I reckon almost everyone reading this will have spent many a fuzzy morning trying to remember the specifics of what happened the night before. It’s scary, not remembering who you may or may not have called in the middle of the night, or what you may have said in front of friends. A feeling of loss of control that’s a stable of horror and comedy alike. It’s also the starting point to the latest film from Saws 2-4 and Repo creator Darren Lynn Bousman. Dude, Where’s My Abattoir?

Vacationing couple Neil and Christine are in Thailand, where he’s meant to be photographing a festival for work, waking in their apartment with a killer headache and little memory of the night before. Also, due to a series of mess-ups, they have missed their boat off the island they’re on. Luckily, they find footage on Neil’s camera – though after they see themselves knocking back spirits, it shows what looks like him killing her outside a big, scary house. With twenty-four hours until the next ferry can take them away and the first typhoon in centuries threatening the island, they attempt to reconstruct the night’s forgotten events – starting in the bar. Before long, they find themselves in a web of mystery, dark magic, and violent murder. Think a horror take on The Hangover 2, down to the casual xenophobia and high fidelity to an established template.

For the former, horror films about Americans abroad often struggle with depicting people from different cultures in a way that makes unhelpful without necessarily being threatening. After all, our heroes have to seem like they’re alone out there. Death of Me is far from the most problematic depiction I’ve seen, though it errs way too much towards being a film about evil Thai people misleading tourists. And while I can’t say I was surprised, I was disappointed. Their rituals are played to looks as creepy as possible, and there’s an uncomfortable conspiratorial plot. Ironically, it’s the second part that I didn’t see coming – the film’s predictability. Particularly given the director is a guy who has previously told me he’d prefer to get one-star reviews than do something middle of the road. Sadly I can’t think of a more apt way to describe this film that takes its primary cues from The Wicker Man (which it mentions) and a classic movie I shan’t mention for spoilers. Among a host of contemporary supernatural flicks. The lack of originality is annoying since some of it works for me – there are impressive set pieces, and the postscript scenes are harrowing. Yet for the most part, Death of Me is a bland, obvious mystery that undervalues its most promising aspects.
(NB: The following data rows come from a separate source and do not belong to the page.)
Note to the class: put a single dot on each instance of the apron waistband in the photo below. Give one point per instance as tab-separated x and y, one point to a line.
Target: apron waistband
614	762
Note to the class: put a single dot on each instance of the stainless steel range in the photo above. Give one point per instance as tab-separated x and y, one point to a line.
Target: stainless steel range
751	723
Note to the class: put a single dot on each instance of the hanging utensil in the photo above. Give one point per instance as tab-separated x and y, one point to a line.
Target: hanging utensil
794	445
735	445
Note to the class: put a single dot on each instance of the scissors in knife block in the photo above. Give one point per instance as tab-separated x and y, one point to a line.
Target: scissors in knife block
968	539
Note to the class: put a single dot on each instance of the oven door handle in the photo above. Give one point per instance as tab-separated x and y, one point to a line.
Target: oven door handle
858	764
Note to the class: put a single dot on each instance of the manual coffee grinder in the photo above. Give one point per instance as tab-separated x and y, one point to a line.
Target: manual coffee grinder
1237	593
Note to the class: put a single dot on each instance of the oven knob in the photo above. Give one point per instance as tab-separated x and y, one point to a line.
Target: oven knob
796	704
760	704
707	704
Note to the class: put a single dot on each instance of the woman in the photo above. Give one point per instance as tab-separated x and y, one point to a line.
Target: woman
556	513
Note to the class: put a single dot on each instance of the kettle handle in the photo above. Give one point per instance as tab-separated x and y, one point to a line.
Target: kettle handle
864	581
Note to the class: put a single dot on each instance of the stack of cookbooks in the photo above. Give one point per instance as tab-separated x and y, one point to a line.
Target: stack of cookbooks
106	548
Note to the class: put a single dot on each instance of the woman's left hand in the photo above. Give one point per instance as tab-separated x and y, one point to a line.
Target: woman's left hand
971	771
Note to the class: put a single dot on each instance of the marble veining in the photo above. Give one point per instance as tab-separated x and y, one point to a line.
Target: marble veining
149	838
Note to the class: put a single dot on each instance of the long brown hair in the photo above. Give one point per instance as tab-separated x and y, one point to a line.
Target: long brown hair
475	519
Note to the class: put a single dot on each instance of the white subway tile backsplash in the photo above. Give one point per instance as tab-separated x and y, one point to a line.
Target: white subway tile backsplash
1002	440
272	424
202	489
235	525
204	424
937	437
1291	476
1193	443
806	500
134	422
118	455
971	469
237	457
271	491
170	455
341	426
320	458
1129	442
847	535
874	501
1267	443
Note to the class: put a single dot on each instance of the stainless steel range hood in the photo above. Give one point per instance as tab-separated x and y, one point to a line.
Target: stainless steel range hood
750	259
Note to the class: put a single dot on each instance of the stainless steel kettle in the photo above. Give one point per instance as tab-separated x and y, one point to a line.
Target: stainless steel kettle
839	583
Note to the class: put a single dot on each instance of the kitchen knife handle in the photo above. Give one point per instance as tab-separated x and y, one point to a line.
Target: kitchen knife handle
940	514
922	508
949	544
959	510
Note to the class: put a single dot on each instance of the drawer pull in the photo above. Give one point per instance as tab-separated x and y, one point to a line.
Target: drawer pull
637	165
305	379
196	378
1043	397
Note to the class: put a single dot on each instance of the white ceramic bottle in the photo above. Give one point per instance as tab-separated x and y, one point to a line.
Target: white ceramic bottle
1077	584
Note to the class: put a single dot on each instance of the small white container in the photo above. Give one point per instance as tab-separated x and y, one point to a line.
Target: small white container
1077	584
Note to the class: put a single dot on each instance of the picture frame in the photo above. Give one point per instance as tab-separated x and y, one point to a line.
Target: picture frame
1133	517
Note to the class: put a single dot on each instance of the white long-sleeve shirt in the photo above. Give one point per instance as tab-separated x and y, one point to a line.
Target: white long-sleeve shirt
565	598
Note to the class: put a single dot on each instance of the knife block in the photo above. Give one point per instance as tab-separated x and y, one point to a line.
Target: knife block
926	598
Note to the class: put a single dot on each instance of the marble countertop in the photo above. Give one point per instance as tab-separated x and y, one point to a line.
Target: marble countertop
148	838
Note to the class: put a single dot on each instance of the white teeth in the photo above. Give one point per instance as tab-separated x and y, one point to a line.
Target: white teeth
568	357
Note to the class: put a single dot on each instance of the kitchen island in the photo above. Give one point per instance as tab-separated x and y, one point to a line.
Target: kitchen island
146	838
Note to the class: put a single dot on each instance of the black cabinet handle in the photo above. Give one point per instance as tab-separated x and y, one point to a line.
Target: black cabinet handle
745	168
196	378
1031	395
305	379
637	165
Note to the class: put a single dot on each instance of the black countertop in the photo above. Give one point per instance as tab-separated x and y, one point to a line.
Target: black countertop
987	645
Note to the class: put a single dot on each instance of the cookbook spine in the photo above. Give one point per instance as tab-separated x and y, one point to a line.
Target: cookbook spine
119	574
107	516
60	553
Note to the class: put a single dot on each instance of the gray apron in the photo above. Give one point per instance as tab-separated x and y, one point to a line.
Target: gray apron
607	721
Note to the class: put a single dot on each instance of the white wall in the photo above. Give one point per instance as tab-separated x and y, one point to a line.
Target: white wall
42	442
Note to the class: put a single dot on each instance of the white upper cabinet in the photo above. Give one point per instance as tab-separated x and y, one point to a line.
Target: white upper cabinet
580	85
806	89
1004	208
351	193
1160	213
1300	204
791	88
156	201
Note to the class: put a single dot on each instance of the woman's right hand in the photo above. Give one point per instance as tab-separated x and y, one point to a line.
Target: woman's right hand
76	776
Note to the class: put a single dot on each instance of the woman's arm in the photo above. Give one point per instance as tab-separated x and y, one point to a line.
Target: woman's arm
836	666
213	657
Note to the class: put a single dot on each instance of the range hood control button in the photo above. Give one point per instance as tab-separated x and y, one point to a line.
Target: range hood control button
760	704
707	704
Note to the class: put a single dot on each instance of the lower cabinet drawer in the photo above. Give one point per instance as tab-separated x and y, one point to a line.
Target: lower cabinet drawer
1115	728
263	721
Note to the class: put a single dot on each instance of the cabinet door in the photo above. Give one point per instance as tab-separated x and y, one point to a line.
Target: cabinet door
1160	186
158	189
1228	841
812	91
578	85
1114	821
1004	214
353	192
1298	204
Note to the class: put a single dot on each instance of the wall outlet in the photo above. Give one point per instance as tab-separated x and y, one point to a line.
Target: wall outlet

Like Richard Kelly movie The Box, there’s an intriguing set-up here: why would Neil kill Christine? And why are they both still there? After the lengthy pre-credit sequence, I wanted to know the answer. The trouble is its promise falls by the wayside the more it gets explored. Part of this comes from the reliance mentioned above on the visual language and tropes of better films. Though an abrupt change in scale also renders the core riddle relatively unimportant, and most of the characters become faceless. As a film about a relationship put under pressure, and the paranoia that Neil could be lying to Christine, it also falls apart. The couple quickly decides to trust each other, meaning the inciting incident loses its most dramatic angle. From there, it’s exposition-driven approach means we don’t get to know Christine or Neil much as characters or care about their bond. Something I think should be essential when its really them versus everyone else. And when so much of the running time, before the anticlimactic resolution, is spent watching things that we know are fantasies and thus can’t hurt them.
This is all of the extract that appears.